The IMF said on Friday Asia should be ready to tighten monetary policies if overheating pressures emerge, while remaining alert to any future shocks from a still volatile global climate.
The International Monetary Fund said in its World Economic Outlook report earlier this month that Asia’s growth prospects had dimmed but the region would avoid a hard landing this year thanks to strong domestic demand and monetary flexibility.
Regional growth would flatten out at six percent this year, from 5.9 percent in 2011, before reviving to 6.5 percent in 2013, it said, still much ahead of growth rates in the advanced economies.
But Anoop Singh, director of the IMF’s Asia Pacific department, warned on Friday that export-dependent Asia could be hit should there be another slump in advanced economies, as well as by volatile commodity prices, especially high oil prices, and volatile capital flows.
“Continued volatility are the risks I see for Asia looking ahead,” Singh said when launching IMF’s Regional Economic Outlook, a separate report following the World Economic Outlook, in Kuala Lumpur.
He added “overheating pressures” could develop in the second half of this year so that policymakers should be ready to adjust their policies to support stable, non-inflationary growth.

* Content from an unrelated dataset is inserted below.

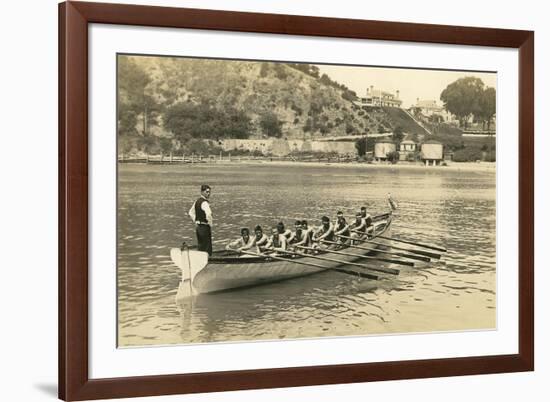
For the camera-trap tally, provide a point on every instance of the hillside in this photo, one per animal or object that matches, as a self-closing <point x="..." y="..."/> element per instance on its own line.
<point x="168" y="103"/>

“In the short term, assuming that market conditions continue to stabilise, as they have in the last few months, there is a concern that overheating pressures could again begin to assert themselves in Asia,” he said.
He said core inflation in many countries was still “quite high.” He added it was also important for Asia, especially China, to further develop domestic demand and attract investment.

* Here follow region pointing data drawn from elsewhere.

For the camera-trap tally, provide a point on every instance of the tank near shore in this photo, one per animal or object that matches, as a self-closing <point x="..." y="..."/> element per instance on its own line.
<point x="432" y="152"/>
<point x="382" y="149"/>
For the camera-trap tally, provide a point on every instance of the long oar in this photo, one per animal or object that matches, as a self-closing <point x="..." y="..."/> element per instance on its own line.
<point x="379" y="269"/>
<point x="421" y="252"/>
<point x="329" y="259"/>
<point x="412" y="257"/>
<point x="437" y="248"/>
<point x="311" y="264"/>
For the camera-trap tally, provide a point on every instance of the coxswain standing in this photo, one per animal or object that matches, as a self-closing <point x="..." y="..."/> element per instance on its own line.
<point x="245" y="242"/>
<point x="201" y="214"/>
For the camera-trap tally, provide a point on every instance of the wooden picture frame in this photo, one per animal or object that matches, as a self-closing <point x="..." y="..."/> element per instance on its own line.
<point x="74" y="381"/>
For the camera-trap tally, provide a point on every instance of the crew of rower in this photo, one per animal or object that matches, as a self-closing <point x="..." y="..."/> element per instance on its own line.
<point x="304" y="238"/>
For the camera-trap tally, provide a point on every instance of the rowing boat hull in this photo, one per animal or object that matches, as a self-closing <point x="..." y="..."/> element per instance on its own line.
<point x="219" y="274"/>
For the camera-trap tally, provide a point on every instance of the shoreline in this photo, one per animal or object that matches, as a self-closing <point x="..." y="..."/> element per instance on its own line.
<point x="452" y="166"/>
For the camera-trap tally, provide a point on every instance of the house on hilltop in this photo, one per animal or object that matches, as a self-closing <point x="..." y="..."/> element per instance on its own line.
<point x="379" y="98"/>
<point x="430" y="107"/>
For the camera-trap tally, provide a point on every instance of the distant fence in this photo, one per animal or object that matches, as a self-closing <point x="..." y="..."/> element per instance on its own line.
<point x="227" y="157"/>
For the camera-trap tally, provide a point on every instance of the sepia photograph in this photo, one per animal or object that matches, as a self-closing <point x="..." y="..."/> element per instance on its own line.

The IMF’s World Economic Outlook report for 2012 said recessions in Europe and turmoil in the Middle East had hit Asia’s export markets, forcing downward revisions to regional growth forecasts.
But it said resilient domestic demand in China, the world’s second biggest economy, and the capacity of Asian banks to fill the liquidity gap left by constrained European lending would help growth recover in 2013.
Emerging Asia – excluding the advanced economies of Australia, Japan and New Zealand – would see growth fall 0.5 percent this year to 6.8 percent, before rising to 7.4 percent next year.
Growth in China has slowed recently, falling to 8.1 percent in the first quarter from 9.7 percent a year earlier, as domestic demand drops and Europe’s debt woes curb business activity.